Selon les projets du gouvernement américain, une base militaire qui abriterait jusqu’à dix missiles balistiques sera établie en Pologne comme partie du système NMD (National Missile Defence) de défense antimissiles avec satellite. Un système radar qui sera construit en République tchèque lui sera adjoint. La justification officielle de ce projet est la prétendue menace que font peser sur les Etats-Unis les missiles à longue portée du Moyen-Orient, c’est-à-dire de l’Iran, et de la Corée du Nord.

Etant donné que ces deux pays sont loin de posséder les moyens technologiques nécessaires au déploiement de tels systèmes de missiles, il fut vite évident que la véritable cible de ce projet était les deux concurrents immédiats de l’impérialisme américain : la Russie et la Chine.

La Pologne et la République tchèque sont de proches alliées des Etats-Unis et participent à la « coalition des volontaires » qui a soutenu les Etats-Unis dans son invasion et son occupation de l’Irak. La Pologne maintient actuellement neuf cents soldats en Irak et la République tchèque une centaine. Ces deux pays sont aussi en train d’augmenter le nombre de leurs soldats en Afghanistan ce qui libérera des troupes américaines basées dans cette région. La Pologne y a récemment déployé mille soldats et la République tchèque se prépare à fournir des hélicoptères et des armes aux forces d’occupation.

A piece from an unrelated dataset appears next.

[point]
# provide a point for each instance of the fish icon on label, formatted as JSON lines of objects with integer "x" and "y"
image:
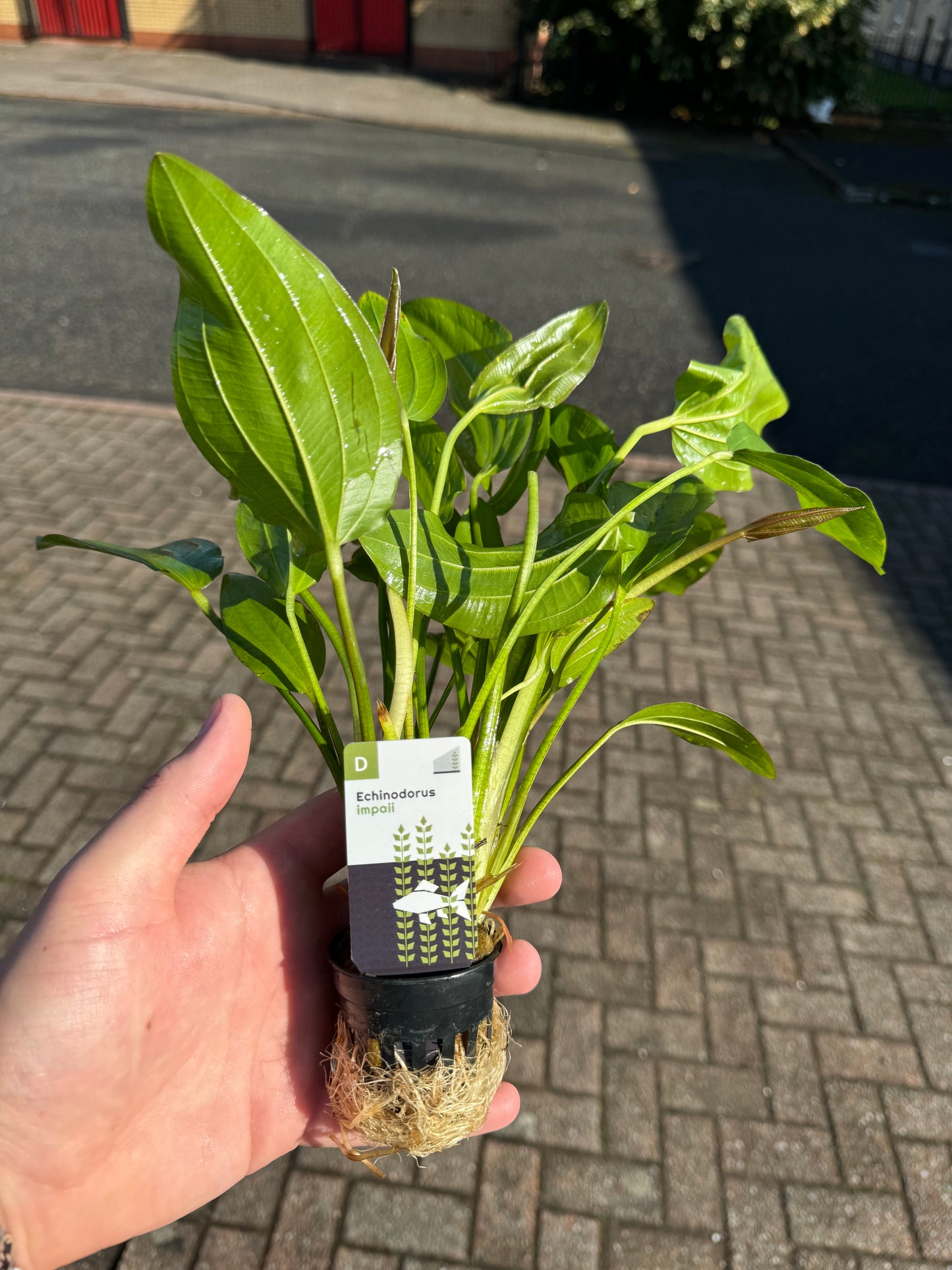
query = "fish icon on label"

Comme c’est le cas pour la participation aux guerres en Irak et en Afghanistan, une majorité écrasante de la population des deux pays rejette le déploiement de ce système de défense antimissiles. Un récent sondage par l’agence STEM a révélé que 70 pour cent des Tchèques sont fortement opposés à l’installation de cette base militaire américaine. Le sondage a aussi montré que cette question est suivie avec intérêt par la population. D’autres sondages ont indiqué qu’entre 60 et 80 pour cent des Polonais sont eux aussi opposés à ce que des missiles américains soient déployés sur leur territoire.

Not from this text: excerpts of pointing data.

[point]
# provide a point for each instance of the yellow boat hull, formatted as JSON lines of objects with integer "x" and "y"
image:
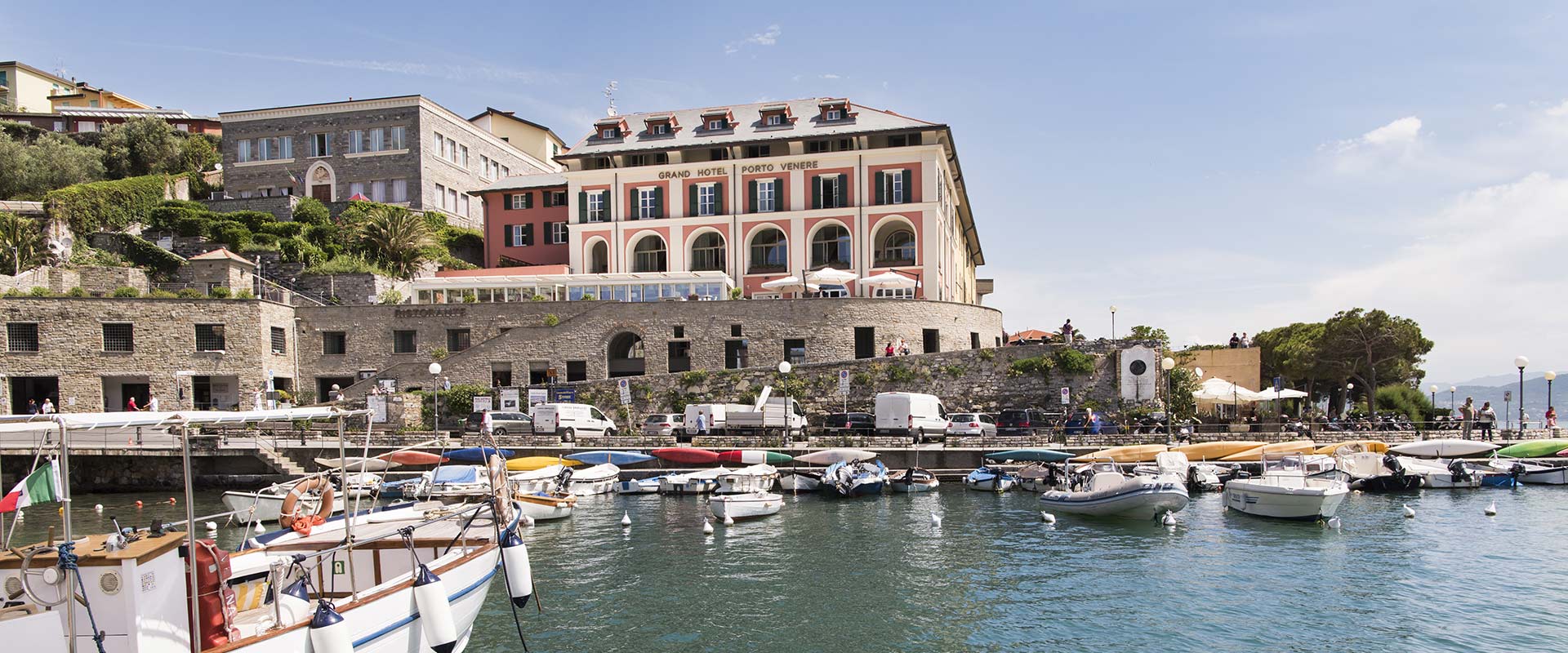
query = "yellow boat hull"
{"x": 537, "y": 462}
{"x": 1365, "y": 445}
{"x": 1295, "y": 446}
{"x": 1129, "y": 453}
{"x": 1217, "y": 450}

Les élites politiques dirigeantes de ces deux anciens pays de l’Est ont totalement ignoré cette forte opposition populaire à la politique agressive du gouvernement Bush. A la suite d’une rencontre entre les chefs de gouvernement des deux pays, Mirek Topolanek, le président du Parti démocrate civique (ODS, conservateur)  et Jaroslaw Kaczynski, le président du PiS polonais, un parti conservateur droitier, ceux-ci ont souligné leur accord sur la question des bases américaines. Kaczyndki a déclaré : « Nous sommes tous deux profondément convaincus qu’il faut prendre des décisions de principes sur les questions de la sécurité de l’Europe, y compris sur l’hébergement de bases du système américain de défense antimissiles. » Le premier ministre tchèque, Alexandr Vondra (indépendant) a annoncé que Prague répondrait ce mois officiellement à la requête des Etats-Unis.

Il faut noter que les Verts tchèques ont défendu les projets américains avec véhémence. Le dirigeant du Parti vert, Martin Bursik, et le ministre indépendant des Affaires étrangères, Karel Schwarzenberg, nommé à ce poste avec l’appui des Verts, ont tous deux signalé leur soutien inconditionnel aux propositions américaines. Une motion appelant à un référendum sur cette question a été rejetée par le congrès du Parti vert à la mi-février sans même un vote.

Afin d’obtenir la majorité nécessaire au Parlement pour l’installation de la nouvelle base radar, le gouvernement tchèque (une coalition composée de l’ODS conservateur, des démocrates-chrétiens et des Verts) a besoin du soutien d’au moins deux députés du Parti social-démocrate tchèque (CSSD). Officiellement, les sociaux-démocrates sont dans l’opposition, mais la direction du CSSD a approuvé un soutien du gouvernement de droite par leur parti. En réponse, Topolanek a promis que le chef du CSSD, Jiri Paroubek, aurait une certaine influence sur l’élaboration de la politique gouvernementale.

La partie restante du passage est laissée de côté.